Jesus wants us to be likable—but more importantly, he wants us to love.
I recall having a conversation once with a clergy colleague who said he’d always wished he could be friends with Jesus of Nazareth. I admitted that I found that prospect to be rather horrifying: “I think I would be terrified of Jesus most of the time. He flaunted social norms; he preached about violence, eternal fire, and self-sacrifice; he overturned the tables in the temple. I don’t think I would want to be his friend.” Jesus embodied love, but to use the language of Mitch Prinstein, Jesus wasn’t very likable.
Prinstein is a child psychologist who teaches at the University of North Carolina at Chapel Hill. His new book is incredibly helpful in the distinction it draws between two forms of popularity: status and likability. It’s marketed as a book to help people become more successful and happier in life. “This book helped me understand why I wasn’t cool as a kid, why I’m still not today, and why I shouldn’t care,” says the blurb by bestselling author Adam Grant printed on the front cover.
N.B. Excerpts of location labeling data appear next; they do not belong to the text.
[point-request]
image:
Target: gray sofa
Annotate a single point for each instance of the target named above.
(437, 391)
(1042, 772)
But it’s much more than a self-help book. It presents in an accessible way the latest scientific research on the effects of popularity on people’s behavior and relationships, with a larger aim that has ethical resonances. It reads like an apologia for people to be more likable.
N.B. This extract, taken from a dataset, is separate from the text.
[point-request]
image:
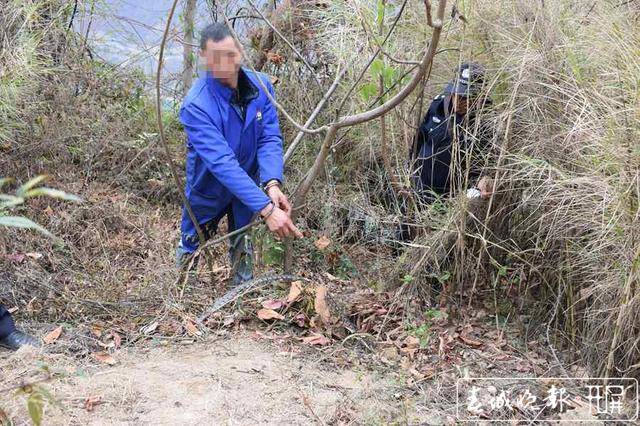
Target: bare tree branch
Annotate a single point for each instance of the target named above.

As it turns out, status (which our culture often reveres as a mark of popularity and something to be achieved at all cost) doesn’t make for happier or more successful people. But likeability (which also leads to popularity) does, and it has the added benefit of creating a more cohesive culture. “The efforts required to obtain status—behaviors such as aggressiveness, disregarding the feelings of others, and selfishness—should not be what we esteem for ourselves or for our society.” Instead, we should prioritize likability, which means
choosing to help our peers rather than exclusively satisfying our own needs, showing more interest in others rather than vying for more attention and power, and cultivating relationships more than ‘likes.’ It’s making the choice to help others feel included and welcome rather than making ourselves feel superior . . . [and] doing what we can to promote harmony rather than focusing on how to dominate others.
Prinstein is a researcher and practitioner at heart, and he engagingly explains the science behind his claims about popularity. I found it fascinating to learn about the results of psychological studies that show how our subconscious biases affect our impulses and physiological studies that show how the perception of being rejected is processed by the brain and even alters the structure of our DNA. His summary of a groundbreaking 1982 study on likability that categorized schoolchildren as accepted, rejected, neglected, controversial, or average had me similarly categorizing the people in each house on my street.
As a parent, I was both disturbed and inspired by Prinstein’s analysis of a longitudinal study of 10,000 Swedish children, which shows that likable children grow up to be better adjusted, healthier, and more vocationally successful. “While likable people live in a world in which they are treated well, unlikable people are avoided, ridiculed, or victimized,” Prinstein explains. I’m now paying more attention to how I might deliberately cultivate kindness and helpfulness in my own children.
But there’s an idealism in this book that makes me profoundly uncomfortable. As important as it is for us to teach and practice likability rather than status (Exhibit A: the election of Donald Trump), it’s becoming increasingly clear to me that we live in a world where fighting injustice might require us to do and say things that make us unlikable. In the face of radical evil or violent hate, we might have to flaunt some social norms. We might even have to turn over some tables or call for self-sacrifice. The most moral course of action might be the least likable. I’m also aware that I write these words as a person who is socially situated to move fluidly between likability and unlikability as I choose. But there are plenty of likable (i.e., helpful, kind, unselfish, relational) people who are routinely “avoided, ridiculed, or victimized” simply because of their skin color or faith tradition or sexual identity or income level. For these people, likability isn’t an automatic pathway to success and happiness.
Popular is a compelling primer on the dynamics of likability in human community when that community is working at its best. But I’d argue that currently our community seems to be working at its worst. Perhaps in such circumstances, likability and its companion popularity—no matter how hard-wired we are to seek and cherish them—are red herrings. Perhaps the real goal is something less comfortable and harder to achieve: love in all of its theological complexity.